Zum Hauptinhalt springen

ORCHESTERKONZERT

Sonntag, 21.08.2022 | 20:00 Uhr

„Richard Strauss, Peter I. Tschaikowski“

Attergau Institute Orchestra

Das Internationale Orchesterinstitut Attergau (IOIA) bietet einen jährlichen Sommerkurs für MusikstudentInnen aus aller Welt, die von Mitgliedern der Wiener Philharmoniker unter­richtet werden. Das IOIA wurde 1994 von Prof. Wolfgang Schuster, einem damaligen Schlagwerker der Wiener Philharmoniker, gegründet und ist seither im Attergau behei­matet.

Das wichtigste Ziel des Sommerkurses: jungen Musizie­renden einen Einblick in Traditionen des Orchesterspiels, wie sie von den Wiener Philharmonikern gepflegt werden, zu ge­ben. Das Repertoire des IOIA legt daher einen Schwerpunkt auf in Wien komponierte Musik, besonders auf die Werke der Wiener Klassik. Alle Instrumentengruppen werden aus­schließlich von Mitgliedern der Wiener Philharmoniker be­treut.

Das Attergau Institute Orchestra konzertierte u.a. bei den Salzburger Festspielen und wurde von herausragenden Dirigenten wie Riccardo Muti, Mariss Jansons oder Christoph Eschenbach dirigiert.

Der Goldegger Gastauftritt – ein bunter Abend mit Streichern und Bläsern – des rund 40-­köpfigen Orchesters aus Wiener Philharmonikern und MusikstudentInnen beschließt eine in­tensive Probenzeit im Attergau.

Sophie Dervaux ist die Solistin am Fagott, Volkhard Steude wird das Orchester vom Konzertmeisterpult leiten.

 

Das Programm:
Im Mittelpunkt stehen die Serenade für Bläser op. 7 von Richard STRAUSS (1864­-1949) und die populäre Serenade für Streicher op. 48 von Peter I. TSCHAIKOWSKI (1840­-1893).

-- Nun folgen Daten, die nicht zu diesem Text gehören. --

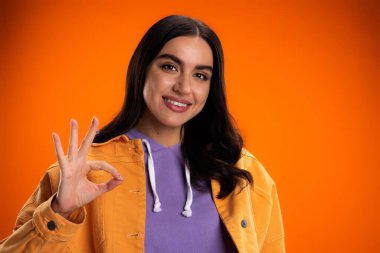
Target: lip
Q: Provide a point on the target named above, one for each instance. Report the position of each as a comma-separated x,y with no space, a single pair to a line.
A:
176,108
183,101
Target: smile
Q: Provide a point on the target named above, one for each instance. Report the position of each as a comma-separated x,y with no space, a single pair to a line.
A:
176,103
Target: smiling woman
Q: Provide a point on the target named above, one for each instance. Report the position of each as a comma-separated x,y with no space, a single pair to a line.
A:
190,186
176,87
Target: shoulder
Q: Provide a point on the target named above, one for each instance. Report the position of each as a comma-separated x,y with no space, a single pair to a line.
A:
263,183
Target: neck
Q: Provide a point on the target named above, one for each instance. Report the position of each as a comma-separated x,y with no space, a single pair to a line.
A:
166,136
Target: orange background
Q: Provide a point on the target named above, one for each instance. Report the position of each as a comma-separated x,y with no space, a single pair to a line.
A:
302,83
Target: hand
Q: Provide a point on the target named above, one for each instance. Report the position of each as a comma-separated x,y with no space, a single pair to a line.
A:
75,190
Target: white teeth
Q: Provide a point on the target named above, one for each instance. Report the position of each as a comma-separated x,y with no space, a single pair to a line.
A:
176,103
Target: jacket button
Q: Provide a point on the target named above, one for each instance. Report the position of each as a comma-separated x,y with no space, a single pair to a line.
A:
244,223
51,225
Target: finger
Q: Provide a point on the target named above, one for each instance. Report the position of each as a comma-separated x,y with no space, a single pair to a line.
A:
86,143
102,165
110,185
58,149
73,143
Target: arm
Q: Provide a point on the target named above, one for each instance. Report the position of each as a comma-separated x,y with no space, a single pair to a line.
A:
38,228
55,211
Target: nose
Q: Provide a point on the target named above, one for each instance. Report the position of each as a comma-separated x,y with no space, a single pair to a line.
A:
182,85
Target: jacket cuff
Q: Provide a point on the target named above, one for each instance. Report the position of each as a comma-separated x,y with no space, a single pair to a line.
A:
53,226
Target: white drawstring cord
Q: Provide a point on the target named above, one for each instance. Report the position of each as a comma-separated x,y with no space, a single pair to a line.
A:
152,178
187,212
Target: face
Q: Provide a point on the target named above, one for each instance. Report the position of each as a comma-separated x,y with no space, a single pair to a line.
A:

Richard STRAUSS schrieb seine Serenade – ein einsätziges Andante – für 13 Bläser in der „Blasmusik“­-Tonart Es­-Dur als 17­-Jähriger. Ohne Zweifel war W.A. Mozart das große Vorbild dafür. Die Premiere jedoch war für den angehenden Komponisten ein Ärgernis. „Noch nie war mir eine Aufführung so zuwider. Viel zu langsam, ich glaubte, sie schliefen alle ein, dann stimmten die Bläser absolut nicht.“ Trotz allem wird die etwa zehnminütige Serenade zu Recht als „Katalysator“ für sei­ne Karriere gesehen.

Peter I. TSCHAIKOWSKIs Serenade für Streichorchester ist ei­nes seiner berühmtesten Orchesterwerke: eine gelungene Mischung aus Mozartscher Leichtigkeit, deutsch­romantischer Innigkeit und französischer Eleganz. Auch das russische Element kommt durch – allerdings lässt dieses fast bis zum Schluss auf sich warten.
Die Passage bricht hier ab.